More information on ES&S incidents and problems here: (Note: You can view every article as one long page if you sign up as an Advocate Member, or higher).
http://www.bbvforums.org/forums/messages/7659/70721.html
Report commissioned by the state of Ohio, details on problems with ES&S:
http://www.bbvdocs.org/ESS/EVEREST-ESS.pdf (2,200 KB, PDF file)
Original full 334-page report: http://www.bbvdocs.org/ESS/AcademicFinalEVERESTReport.pdf
(11,334 KB)
Contracting with Dalton Consulting would presumably at least limit the pool of who has inside access to Johnson County vote counting. It's still counting votes in secret and it still forces Johnson County voters into the "Trust Me" mode.
Black Box Voting is releasing a new free online 2008 Tool Kit which will contain a partial mitigation for this, if Johnson County agrees to upload its precinct results to a Web site AS THEY COME IN, rather than waiting until later to provide all the detailed results. Many locations do this, including every single county in New Mexico. It does not require fancy Web work. The ES&S "Unity" system can spit out interim precinct results at the push of a button, and can save those unofficial results to PDF, which can be uploaded in minutes to the county Web site. Even better, in New Mexico the ES&S system spits out interim level precinct results in plain vanilla HTML, which makes it very easy to monitor. You might want to enquire to see if Johnson County will be willing to upload interim precinct results as they stream in on Election Night.
Here's why this is important: If a machine was infected at the precinct such that it changed all the other precinct results, and you can see the original precinct results in "time slices" (interim points in time as they have come in) you'll be able to see any point at which the other precincts changed when looking at the incoming stream of precinct results (unless the infected precinct was the first to upload.)
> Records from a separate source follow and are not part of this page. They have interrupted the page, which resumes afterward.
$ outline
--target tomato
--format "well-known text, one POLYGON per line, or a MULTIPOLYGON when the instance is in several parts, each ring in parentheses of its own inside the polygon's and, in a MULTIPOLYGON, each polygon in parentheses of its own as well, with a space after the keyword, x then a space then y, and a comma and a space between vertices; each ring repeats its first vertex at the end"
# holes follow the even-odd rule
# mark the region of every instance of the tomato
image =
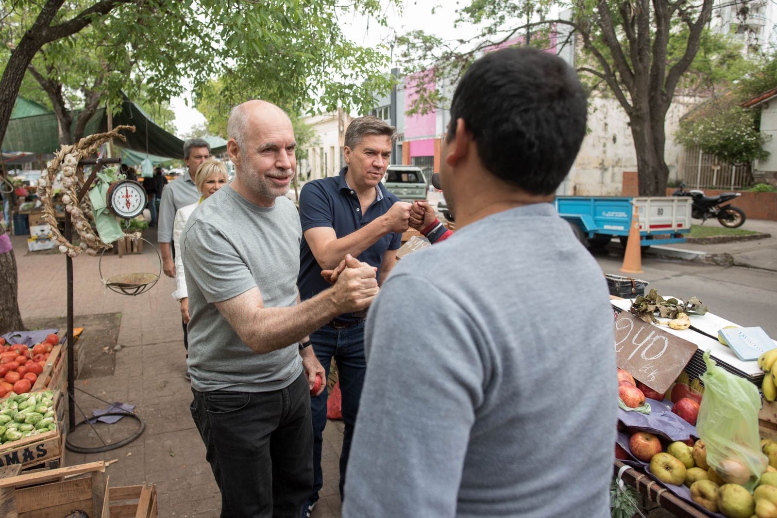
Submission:
POLYGON ((30 392, 30 389, 33 388, 33 384, 30 382, 29 379, 20 379, 13 384, 13 392, 17 394, 25 394, 30 392))

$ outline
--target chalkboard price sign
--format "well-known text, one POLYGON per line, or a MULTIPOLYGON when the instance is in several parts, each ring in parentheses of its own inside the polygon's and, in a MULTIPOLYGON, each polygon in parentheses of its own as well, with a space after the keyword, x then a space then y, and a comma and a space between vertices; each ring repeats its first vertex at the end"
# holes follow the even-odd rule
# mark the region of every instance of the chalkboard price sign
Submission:
MULTIPOLYGON (((680 375, 696 345, 649 324, 628 311, 615 319, 618 366, 659 392, 680 375)), ((688 333, 694 333, 688 330, 688 333)))

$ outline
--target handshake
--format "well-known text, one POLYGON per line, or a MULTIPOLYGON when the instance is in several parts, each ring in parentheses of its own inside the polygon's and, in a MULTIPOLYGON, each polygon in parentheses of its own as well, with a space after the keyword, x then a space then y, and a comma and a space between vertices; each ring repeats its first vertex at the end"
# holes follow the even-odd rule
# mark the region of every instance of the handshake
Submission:
POLYGON ((397 202, 382 217, 388 232, 405 232, 411 226, 420 232, 437 219, 434 209, 426 200, 397 202))

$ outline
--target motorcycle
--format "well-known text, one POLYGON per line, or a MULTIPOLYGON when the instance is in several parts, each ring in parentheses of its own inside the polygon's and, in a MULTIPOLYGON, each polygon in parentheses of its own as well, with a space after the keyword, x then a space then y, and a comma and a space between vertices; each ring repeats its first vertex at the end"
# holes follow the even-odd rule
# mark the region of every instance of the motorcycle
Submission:
POLYGON ((729 202, 737 196, 741 196, 740 192, 724 192, 717 196, 705 196, 704 191, 701 189, 685 190, 685 184, 680 184, 673 196, 688 196, 693 199, 693 205, 691 209, 691 216, 697 219, 701 219, 702 223, 709 218, 717 219, 720 224, 730 229, 735 229, 741 226, 747 219, 744 211, 733 205, 720 206, 721 203, 729 202))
To describe this better: If you have a video, you have more information than a still photo. Getting interim precinct results uploaded as they come in is the "video" equivalent to the "still shot" of just getting final results at the very end.
There is a way to automate collection of this incoming precinct data, developed by John Howard, a volunteer who has contributed some wonderful research to Black Box Voting. Additional tools have been provided for automation of this process by another volunteer, Donovan Levinson. These are technical tools, but if you know a computer buff, let them know about it. We'll publish details in our NEW 2008 Tool Kit over the Fourth of July Weekend (yes, it's finally coming out!)
More: http://www.blackboxvoting.org/toolkit.html
You can also e-mail us to request a printed copy of the Tool Kit in booklet form for free.
Another safeguard for Johnson County will be for Johnson County citizens to organize a posse to document the voting machine results tapes at each precinct on election night. We've found that it's easier to videotape them than photograph them, but either is acceptable evidence. You want something that can stand up as evidence, so just going and writing it down on a piece of paper is of little value. Don't even bother with a Poll Results Posse unless you plan to video or photo what you find.
According to figures provided by the US Election Assistance Commission, Johnson County had 75 polling places in 2006. Black Box Voting has done precinct results runs before; you can get to about 10 locations in a couple hours if you map out a route ahead of time. It will take about eight Johnson County volunteers to do this. So -- there's plenty of time before November -- how about it, Johnson County? Please consider organizing a precinct results posse with some friends. More information for this is in the 2008 Tool Kit.
A Precinct Posse or a Time Slice precinct collection doesn't protect Johnson County from all the other ways to manipulate the ES&S system, and especially does not protect it from malicious BALLOT LAYOUT tactics which shift votes from one candidate to another as they are cast. It is this BALLOT LAYOUT area where the three vendors who have submitted bids are especially relevant.
Now, since Johnson County has to replace its voting machines anyway, if it will replace the water-damaged iVotronic DREs with optical scan machines instead, there is another very exciting way to mitigate the tamper-friendly ES&S system. Humboldt County, California and Pima County, Arizona have already announced they are going to do this, and I'll feature an article on that next week. These pioneering counties simply bought (or in the case of Pima County, will buy) another "off the shelf" scanner. They are scanning all the paper ballots on this system as well, to put on the Internet and/or make available to the public on disk. That way, people can check what went into those ES&S scanners to compare it with the ES&S results.
It is unacceptable for citizens to have to trust some person to count votes in secret, but since Johnson County will be stuck with that, choose wisely who to trust, and protect against at least some of the problems with election protection actions.